Although class projects, assignments and exams account for the main part of your final grade, professors also grade your class participation.
A Taste Of Things To Come
This is consistent with company performance evaluations. Both small and large firms have them. While small firms tend to be less formal, large ones have no choice but to have established, standardized and uniform evaluations to see who is doing what.
Younger firms may have informal evaluations as they are too new to have thought of evaluating employees. Nonetheless, senior managers and founders tend to judge you on the fly no matter how young the firm. After all, all companies seek to maximize shareholder value; producing the most using the least amount of resources.
At small companies, this input versus output metric is identified immediately. At larger firms, top performers also get noticed but they are not rewarded fairly. Outliers (those that are in the top percentage and bottom percentage of performers) get noticed in both small and large firms. The difference is that in small companies, the worst ones last a day or two while the good ones rise to the top fast. In large firms, the bad ones can stay in their cocoon for years while the top performers hit the proverbial glass ceiling.

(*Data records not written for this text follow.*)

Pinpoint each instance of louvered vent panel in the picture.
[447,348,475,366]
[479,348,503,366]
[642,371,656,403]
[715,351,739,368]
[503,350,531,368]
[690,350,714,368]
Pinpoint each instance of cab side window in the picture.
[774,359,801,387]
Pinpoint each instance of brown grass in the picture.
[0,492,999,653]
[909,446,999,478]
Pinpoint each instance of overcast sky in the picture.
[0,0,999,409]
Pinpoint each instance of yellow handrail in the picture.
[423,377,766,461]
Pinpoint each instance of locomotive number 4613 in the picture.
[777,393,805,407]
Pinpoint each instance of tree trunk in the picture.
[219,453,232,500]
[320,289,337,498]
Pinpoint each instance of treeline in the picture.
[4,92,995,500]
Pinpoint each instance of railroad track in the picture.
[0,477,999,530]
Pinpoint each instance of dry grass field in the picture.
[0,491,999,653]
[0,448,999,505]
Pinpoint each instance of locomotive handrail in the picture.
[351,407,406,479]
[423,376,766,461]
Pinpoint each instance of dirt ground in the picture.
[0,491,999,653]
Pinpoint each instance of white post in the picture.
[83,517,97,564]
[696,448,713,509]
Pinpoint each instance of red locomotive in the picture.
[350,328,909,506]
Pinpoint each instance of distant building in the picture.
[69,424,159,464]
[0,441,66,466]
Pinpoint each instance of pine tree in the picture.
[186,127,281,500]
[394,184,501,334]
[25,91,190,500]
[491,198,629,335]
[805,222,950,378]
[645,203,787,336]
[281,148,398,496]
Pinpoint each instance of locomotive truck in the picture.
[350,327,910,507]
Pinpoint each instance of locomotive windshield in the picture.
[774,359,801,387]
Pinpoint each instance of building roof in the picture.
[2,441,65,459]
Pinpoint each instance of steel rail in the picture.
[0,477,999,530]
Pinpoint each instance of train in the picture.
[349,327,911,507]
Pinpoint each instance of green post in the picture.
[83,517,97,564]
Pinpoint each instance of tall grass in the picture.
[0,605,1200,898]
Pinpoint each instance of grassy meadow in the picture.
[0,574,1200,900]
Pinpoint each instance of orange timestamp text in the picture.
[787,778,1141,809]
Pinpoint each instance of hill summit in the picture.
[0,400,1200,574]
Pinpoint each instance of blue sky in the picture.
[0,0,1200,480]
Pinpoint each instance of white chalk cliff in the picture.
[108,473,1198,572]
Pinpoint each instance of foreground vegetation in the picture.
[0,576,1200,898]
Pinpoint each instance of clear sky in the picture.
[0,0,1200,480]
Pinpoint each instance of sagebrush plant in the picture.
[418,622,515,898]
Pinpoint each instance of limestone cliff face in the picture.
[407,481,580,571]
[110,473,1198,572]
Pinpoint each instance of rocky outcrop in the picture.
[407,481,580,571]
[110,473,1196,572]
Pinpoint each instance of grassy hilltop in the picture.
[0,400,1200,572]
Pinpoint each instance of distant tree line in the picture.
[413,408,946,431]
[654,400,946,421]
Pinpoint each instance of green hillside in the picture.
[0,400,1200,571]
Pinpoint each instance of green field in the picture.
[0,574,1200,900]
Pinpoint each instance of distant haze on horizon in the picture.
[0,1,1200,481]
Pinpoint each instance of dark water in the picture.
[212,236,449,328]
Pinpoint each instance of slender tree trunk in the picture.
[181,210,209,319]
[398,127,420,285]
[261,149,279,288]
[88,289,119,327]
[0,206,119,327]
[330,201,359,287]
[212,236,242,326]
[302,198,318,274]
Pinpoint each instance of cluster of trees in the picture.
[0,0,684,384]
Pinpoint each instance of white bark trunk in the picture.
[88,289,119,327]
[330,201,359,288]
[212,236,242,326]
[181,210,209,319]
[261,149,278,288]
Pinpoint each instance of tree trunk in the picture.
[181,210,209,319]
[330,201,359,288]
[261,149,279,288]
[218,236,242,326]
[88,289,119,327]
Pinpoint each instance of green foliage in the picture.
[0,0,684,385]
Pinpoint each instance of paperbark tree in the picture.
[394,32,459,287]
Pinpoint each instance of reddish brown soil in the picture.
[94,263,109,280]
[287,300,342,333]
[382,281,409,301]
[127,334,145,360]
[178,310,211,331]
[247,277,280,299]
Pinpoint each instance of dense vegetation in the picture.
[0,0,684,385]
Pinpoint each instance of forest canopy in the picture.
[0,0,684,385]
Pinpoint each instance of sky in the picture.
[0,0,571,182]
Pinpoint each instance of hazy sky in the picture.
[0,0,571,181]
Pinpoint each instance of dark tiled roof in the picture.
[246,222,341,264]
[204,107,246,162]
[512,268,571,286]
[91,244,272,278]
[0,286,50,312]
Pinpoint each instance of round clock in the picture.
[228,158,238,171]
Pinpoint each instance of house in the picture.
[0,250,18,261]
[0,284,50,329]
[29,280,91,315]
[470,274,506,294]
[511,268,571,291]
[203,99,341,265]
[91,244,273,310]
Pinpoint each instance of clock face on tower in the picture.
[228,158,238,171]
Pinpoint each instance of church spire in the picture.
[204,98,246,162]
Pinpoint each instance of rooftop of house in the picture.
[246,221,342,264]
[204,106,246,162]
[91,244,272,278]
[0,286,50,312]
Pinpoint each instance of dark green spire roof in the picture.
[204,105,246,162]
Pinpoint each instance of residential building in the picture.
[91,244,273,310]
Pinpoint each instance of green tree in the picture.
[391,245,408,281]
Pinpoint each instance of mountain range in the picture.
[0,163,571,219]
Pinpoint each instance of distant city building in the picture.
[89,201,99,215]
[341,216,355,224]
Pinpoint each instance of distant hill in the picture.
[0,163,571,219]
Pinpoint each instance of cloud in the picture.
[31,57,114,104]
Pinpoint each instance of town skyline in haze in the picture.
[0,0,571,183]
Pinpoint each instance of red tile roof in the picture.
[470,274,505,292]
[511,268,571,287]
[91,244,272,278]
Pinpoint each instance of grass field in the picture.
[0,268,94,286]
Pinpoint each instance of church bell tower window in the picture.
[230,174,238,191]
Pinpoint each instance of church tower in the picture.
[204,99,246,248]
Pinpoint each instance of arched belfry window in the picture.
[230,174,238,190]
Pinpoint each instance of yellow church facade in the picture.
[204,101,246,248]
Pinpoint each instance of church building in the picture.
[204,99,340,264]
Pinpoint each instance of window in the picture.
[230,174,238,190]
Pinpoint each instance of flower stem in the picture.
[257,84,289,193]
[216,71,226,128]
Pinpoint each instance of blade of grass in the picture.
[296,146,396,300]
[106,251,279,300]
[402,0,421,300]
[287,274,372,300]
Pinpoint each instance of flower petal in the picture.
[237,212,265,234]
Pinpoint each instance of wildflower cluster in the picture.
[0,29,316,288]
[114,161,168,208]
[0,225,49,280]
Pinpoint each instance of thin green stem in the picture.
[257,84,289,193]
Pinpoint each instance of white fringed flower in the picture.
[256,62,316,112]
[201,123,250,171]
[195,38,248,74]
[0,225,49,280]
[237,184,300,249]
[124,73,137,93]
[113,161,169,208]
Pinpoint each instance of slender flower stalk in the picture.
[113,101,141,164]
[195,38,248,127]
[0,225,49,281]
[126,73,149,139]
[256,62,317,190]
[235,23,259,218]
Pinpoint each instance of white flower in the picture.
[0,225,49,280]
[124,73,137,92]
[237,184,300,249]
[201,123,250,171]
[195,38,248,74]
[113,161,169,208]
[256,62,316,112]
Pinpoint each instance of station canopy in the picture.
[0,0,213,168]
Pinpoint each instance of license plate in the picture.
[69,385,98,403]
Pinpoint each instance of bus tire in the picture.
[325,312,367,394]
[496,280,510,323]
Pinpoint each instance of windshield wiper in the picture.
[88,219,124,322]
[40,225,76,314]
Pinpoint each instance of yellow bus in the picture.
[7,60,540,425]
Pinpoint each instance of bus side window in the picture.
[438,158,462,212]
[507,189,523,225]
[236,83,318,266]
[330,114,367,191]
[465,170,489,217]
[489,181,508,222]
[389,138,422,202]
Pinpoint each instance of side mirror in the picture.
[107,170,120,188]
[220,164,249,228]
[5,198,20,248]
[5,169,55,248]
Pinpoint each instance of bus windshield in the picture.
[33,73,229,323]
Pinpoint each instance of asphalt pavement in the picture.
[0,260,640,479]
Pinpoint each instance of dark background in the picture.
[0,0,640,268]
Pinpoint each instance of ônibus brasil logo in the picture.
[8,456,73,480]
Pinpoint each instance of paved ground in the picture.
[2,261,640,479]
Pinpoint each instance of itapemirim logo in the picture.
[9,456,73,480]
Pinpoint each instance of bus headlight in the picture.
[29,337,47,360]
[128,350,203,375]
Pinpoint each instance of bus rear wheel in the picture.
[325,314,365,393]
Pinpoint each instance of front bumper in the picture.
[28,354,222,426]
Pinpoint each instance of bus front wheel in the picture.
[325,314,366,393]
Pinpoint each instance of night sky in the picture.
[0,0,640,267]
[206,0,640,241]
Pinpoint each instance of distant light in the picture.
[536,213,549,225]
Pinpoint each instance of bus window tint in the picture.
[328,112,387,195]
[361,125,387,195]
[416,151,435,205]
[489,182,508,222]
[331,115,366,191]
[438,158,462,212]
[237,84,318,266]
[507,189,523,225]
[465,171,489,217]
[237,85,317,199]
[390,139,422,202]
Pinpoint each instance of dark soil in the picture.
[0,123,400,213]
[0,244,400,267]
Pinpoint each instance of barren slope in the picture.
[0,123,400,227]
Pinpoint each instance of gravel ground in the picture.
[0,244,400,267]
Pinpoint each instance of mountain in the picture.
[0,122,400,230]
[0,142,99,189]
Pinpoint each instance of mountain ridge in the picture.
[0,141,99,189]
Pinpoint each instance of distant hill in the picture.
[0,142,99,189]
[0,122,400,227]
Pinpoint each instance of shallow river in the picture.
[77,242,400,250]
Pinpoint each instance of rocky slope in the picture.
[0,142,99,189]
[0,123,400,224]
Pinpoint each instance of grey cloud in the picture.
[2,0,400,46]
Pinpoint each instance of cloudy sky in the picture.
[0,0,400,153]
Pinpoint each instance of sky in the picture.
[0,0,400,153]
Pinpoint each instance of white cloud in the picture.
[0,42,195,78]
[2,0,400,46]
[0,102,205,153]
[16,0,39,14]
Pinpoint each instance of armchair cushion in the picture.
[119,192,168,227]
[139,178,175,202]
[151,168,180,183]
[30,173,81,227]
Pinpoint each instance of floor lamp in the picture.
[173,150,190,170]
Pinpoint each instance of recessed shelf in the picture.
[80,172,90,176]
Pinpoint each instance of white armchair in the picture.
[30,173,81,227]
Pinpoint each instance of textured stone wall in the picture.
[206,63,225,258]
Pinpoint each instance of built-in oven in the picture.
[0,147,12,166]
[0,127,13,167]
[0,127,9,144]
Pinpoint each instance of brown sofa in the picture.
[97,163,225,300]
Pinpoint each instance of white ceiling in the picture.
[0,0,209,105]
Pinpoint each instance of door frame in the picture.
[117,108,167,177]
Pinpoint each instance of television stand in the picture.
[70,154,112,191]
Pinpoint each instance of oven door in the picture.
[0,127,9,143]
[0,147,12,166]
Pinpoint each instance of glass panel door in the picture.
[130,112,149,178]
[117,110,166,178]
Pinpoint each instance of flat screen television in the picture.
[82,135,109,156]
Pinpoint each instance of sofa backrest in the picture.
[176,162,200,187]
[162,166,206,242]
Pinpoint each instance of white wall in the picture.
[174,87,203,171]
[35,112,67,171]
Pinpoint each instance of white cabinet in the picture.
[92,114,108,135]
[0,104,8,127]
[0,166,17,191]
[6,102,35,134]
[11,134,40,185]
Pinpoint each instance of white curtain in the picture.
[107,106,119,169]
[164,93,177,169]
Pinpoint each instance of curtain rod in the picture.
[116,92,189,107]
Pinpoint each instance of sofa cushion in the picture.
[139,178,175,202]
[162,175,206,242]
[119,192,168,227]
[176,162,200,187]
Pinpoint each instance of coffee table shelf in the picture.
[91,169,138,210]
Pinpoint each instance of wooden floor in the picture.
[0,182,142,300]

At small firms, everyone is too busy working to stop and congratulate you. You did a good job? Make sure it is great next time.
At large firms, excellence is seen as a threat. Mission statements emphasize it but in reality, top performers are seen as troublemakers. They cannot be evaluated in the same way as others and this is a headache for Management.
In small companies, the more creative, productive and valuable employees stand out like a basketball player among jockeys. Such individuals "write the book" and help their firms emerge as leaders.
Large Versus Small
To a certain degree, such differentiation also applies in business school. If you are in a class of 100 students or more, the professor is usually rambling and students are itching to get out. Whether or not you understand is only a concern to you. Sure, you can ask a question, but who will hear when 99 others are doing their own thing and want the class to move as fast as possible? This is the equivalent of attending a conference where it would be rude to cut off the speaker in the middle of his speech and ask a question. Timing is key when in a large lecture.